Highnote Platform, Inc.
- Company type: Private
- Industry: Financial technology
- Founded: 2020; 6 years ago in San Francisco, California, United States
- Founders: John MacIlwaine Kin Kee
- Headquarters: San Francisco, United States
- Area served: Worldwide
- Key people: John MacIlwaine (CEO)
- Products: Highnote platform
- Services: Card issuing Payment acquiring Credit program management Money movement infrastructure
- Website: highnote.com

= Highnote (platform) =

American embedded finance and payments platform

Highnote Platform, Inc. is an American financial technology company that develops cloud-based payments infrastructure for card issuing, embedded finance, and payment acquiring. The company is based in San Francisco, California.

==History==
Highnote was founded in 2020 in San Francisco by John MacIlwaine and Kin Kee, both former executives at Braintree. The company emerged from stealth in 2021 with $54 million in combined seed and Series A funding from investors including Oak HC/FT, Costanoa Ventures, WestCap, XYZ Venture Capital, and SVB Capital.

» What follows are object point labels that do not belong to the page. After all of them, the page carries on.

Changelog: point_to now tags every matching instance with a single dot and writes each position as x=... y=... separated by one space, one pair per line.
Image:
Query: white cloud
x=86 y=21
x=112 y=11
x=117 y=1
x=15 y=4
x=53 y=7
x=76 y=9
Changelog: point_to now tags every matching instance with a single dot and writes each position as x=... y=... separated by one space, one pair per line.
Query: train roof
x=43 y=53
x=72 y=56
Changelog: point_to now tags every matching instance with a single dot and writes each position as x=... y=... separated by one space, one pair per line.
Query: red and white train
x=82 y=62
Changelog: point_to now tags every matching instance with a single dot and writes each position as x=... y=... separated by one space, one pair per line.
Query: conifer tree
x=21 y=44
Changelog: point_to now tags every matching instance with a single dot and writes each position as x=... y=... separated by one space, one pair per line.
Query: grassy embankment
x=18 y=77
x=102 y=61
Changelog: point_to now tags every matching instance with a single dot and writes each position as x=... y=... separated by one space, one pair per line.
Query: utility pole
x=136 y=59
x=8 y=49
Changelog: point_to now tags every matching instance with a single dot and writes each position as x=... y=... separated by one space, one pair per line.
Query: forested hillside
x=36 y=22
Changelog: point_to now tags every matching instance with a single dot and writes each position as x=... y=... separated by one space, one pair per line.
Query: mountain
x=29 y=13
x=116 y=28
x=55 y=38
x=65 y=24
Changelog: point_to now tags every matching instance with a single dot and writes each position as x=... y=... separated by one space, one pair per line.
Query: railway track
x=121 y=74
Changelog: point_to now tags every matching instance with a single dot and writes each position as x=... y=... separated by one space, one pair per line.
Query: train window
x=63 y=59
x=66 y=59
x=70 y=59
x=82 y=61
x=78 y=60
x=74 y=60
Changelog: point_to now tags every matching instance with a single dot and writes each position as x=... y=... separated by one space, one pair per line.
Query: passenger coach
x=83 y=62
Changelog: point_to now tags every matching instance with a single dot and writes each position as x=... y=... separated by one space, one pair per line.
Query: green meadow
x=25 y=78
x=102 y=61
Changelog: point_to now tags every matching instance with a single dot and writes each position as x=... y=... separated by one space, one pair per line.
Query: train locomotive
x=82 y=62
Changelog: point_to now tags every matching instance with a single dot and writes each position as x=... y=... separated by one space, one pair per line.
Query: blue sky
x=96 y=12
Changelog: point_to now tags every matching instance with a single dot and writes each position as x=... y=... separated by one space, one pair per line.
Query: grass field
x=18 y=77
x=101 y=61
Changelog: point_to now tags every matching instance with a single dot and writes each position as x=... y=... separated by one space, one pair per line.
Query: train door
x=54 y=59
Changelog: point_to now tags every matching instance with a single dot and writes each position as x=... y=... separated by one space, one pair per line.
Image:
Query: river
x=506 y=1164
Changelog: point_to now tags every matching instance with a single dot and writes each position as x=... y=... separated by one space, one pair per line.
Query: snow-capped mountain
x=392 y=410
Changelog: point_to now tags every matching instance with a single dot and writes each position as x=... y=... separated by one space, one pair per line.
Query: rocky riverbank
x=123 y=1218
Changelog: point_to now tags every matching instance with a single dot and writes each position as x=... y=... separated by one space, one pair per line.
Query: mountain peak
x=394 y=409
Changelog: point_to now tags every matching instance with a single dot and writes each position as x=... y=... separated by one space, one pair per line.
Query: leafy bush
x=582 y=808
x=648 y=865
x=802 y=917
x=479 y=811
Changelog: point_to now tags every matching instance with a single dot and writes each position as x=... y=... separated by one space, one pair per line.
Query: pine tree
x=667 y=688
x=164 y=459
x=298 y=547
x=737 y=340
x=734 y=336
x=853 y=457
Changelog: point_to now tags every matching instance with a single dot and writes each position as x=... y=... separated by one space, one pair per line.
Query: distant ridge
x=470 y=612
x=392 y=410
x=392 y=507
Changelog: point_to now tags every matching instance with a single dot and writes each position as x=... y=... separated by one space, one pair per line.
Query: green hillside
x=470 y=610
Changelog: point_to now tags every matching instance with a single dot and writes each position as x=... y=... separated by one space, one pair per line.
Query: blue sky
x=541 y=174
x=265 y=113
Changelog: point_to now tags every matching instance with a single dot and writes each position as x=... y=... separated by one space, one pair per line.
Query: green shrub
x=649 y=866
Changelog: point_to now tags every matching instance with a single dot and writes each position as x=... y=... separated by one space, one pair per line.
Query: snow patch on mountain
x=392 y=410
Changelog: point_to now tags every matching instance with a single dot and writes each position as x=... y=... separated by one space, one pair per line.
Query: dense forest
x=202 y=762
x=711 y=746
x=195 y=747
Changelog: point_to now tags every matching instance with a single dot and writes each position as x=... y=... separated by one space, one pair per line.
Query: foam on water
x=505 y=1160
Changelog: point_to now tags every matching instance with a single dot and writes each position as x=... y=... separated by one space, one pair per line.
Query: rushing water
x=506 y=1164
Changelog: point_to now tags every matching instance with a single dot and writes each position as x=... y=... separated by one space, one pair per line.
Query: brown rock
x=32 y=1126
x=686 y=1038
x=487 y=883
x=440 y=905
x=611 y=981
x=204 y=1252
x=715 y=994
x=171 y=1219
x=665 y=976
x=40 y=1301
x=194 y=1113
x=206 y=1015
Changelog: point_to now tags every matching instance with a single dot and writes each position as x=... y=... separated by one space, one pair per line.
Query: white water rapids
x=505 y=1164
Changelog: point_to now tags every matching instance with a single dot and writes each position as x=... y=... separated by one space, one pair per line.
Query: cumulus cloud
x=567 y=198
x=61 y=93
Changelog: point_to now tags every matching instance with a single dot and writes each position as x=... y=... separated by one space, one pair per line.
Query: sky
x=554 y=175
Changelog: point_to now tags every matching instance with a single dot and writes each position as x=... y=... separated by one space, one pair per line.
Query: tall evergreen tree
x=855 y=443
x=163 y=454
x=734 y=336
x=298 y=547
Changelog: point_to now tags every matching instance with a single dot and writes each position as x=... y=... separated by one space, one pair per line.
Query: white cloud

In 2023, Highnote expanded its payments platform to support consumer credit card programs, adding credit-related capabilities such as underwriting, repayment, and loan servicing tools. In 2024, Forbes included Highnote on its annual Fintech 50 list. A year later, in January 2025, Highnote raised $90 million in Series B funding led by Adams Street Partners and launched a merchant acquiring product, bringing its total disclosed funding to about $145 million.

In 2025 and 2026, Highnote appeared on the Forbes Fintech 50 list.

==Platform==
Highnote's platform is designed for businesses that issue cards, move funds, and embed payment capabilities into their products. It initially focused on card issuing and program management, and later expanded into payment acquiring, consumer credit, and broader money movement tools.

The platform is a unified, API-driven system that combines card issuing, ledgering, credit features, and acquiring functions for enterprise customers and business-to-business platforms. Its offerings have been used in products such as small-business credit cards, payroll cards, and fleet payment programs.